Before he could say another word, the line went dead. Taggart knew he wasn’t going to be able to keep Peyton away from Omaha. She’d already made up her mind.
Taggart’s finger hovered over the phone as he tried to decide whether to call back and demand to speak to Justine, but the phone rang again before he could start dialing.
“Taggart here.”
“Detective, this is Tom Regan.”
“Hello, Mr. Regan,” Taggart said, surprised at the coincidence that Zach’s father would call him at that particular moment. But then again, he didn’t
really believe in coincidences. “What can I do for you?”
“Zach’s gone.”
The words hung in the air for a moment before they sunk in. “He’s gone?”
“When we got home, his car was missing and we found a note.”
“Did he give you any indication of where he was headed?” Taggart knew what the answer would be even before Tom spoke.
“Yes. His note said he was headed to Twin Creek. We don’t know anyone up that way, so I’m not sure why—”
Taggart glanced at his watch. “Do you have any idea how long it’s been since he left?”
“Not exactly,” Tom said, “but it couldn’t have been too long ago. He called us after the meeting with the hypnotist and said he would be home before dinner. I’d say, maybe thirty minutes? His cell is going straight to voicemail, too. He’s not answering.”
Taggart glanced at his office clock. It was only an hour drive to Twin Creek from Omaha. “How did he sound when he called?”
“Relieved. He said the hypnosis session proved he had nothing to do with Rakel’s murder. Is that true?”
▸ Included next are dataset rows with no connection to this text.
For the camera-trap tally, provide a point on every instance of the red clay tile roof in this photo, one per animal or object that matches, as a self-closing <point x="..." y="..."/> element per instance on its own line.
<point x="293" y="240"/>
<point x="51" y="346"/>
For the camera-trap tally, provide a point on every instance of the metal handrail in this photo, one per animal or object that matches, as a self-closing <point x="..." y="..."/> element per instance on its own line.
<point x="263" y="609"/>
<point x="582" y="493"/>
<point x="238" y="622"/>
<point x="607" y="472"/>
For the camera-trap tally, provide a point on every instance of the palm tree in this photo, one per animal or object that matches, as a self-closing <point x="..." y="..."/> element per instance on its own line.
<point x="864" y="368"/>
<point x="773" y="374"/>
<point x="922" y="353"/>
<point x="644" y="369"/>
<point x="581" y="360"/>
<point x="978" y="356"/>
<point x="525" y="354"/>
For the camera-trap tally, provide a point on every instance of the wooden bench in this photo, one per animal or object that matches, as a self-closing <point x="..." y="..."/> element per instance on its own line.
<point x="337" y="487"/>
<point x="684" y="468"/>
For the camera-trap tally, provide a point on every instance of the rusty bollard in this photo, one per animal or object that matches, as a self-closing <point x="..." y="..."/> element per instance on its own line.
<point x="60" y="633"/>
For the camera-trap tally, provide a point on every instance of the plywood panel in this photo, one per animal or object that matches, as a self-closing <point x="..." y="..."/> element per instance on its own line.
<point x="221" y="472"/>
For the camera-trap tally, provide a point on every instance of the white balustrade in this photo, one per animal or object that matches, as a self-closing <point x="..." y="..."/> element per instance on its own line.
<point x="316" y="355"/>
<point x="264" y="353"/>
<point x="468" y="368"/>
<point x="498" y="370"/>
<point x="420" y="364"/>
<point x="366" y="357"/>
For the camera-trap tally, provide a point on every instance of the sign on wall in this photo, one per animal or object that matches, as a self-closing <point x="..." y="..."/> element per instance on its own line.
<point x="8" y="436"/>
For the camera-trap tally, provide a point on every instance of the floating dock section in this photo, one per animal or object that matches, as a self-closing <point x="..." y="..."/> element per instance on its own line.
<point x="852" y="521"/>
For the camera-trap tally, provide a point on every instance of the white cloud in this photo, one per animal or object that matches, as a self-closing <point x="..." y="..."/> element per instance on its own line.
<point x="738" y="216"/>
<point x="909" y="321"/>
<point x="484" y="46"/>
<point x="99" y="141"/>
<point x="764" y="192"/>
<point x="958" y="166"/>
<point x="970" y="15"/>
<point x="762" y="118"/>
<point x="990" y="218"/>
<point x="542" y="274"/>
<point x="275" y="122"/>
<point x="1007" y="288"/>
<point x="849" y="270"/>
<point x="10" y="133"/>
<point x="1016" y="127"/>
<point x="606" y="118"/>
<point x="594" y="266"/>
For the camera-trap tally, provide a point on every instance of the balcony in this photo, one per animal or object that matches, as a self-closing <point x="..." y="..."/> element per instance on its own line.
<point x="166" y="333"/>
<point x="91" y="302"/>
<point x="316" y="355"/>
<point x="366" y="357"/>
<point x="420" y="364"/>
“Mr. Regan, Tom, I can’t get into the specifics, but we know Zach didn’t kill Rakel Anders.”
“Oh, thank God,” Tom said. “We didn’t think Zach did it, but the whole situation was so strange. We met Rakel, really liked her, too, and then we learned she’d been complaining about Zach bothering her at work, stalking her almost. Those kids loved each other, Detective. We weren’t sure what to believe.” He paused for a second. “Do you have any idea why he’s going to Twin Creek?”
“I think I know, Tom, but I’m worried Zach might not be in the best frame of mind right now,” Taggart said, knowing Zach must’ve somehow learned about Mitch Bannock. It was the only possible reason why he’d have left for Twin Creek so suddenly.
“Why? What do you mean?”
“Has Zach ever mentioned the name Peyton Sayre to you before?”
“Peyton Sayre? No, not at all. What does she have to do with my son?”
Taggart glanced at his watch again, knowing Zach was getting closer to Twin Creek with each passing second. “It’s hard to explain. Call my partner, Detective Jack Mauger, and he can fill you in. I need to get an alert out on your son, see if we can stop him. In the meantime, I need you and your wife to stay put.”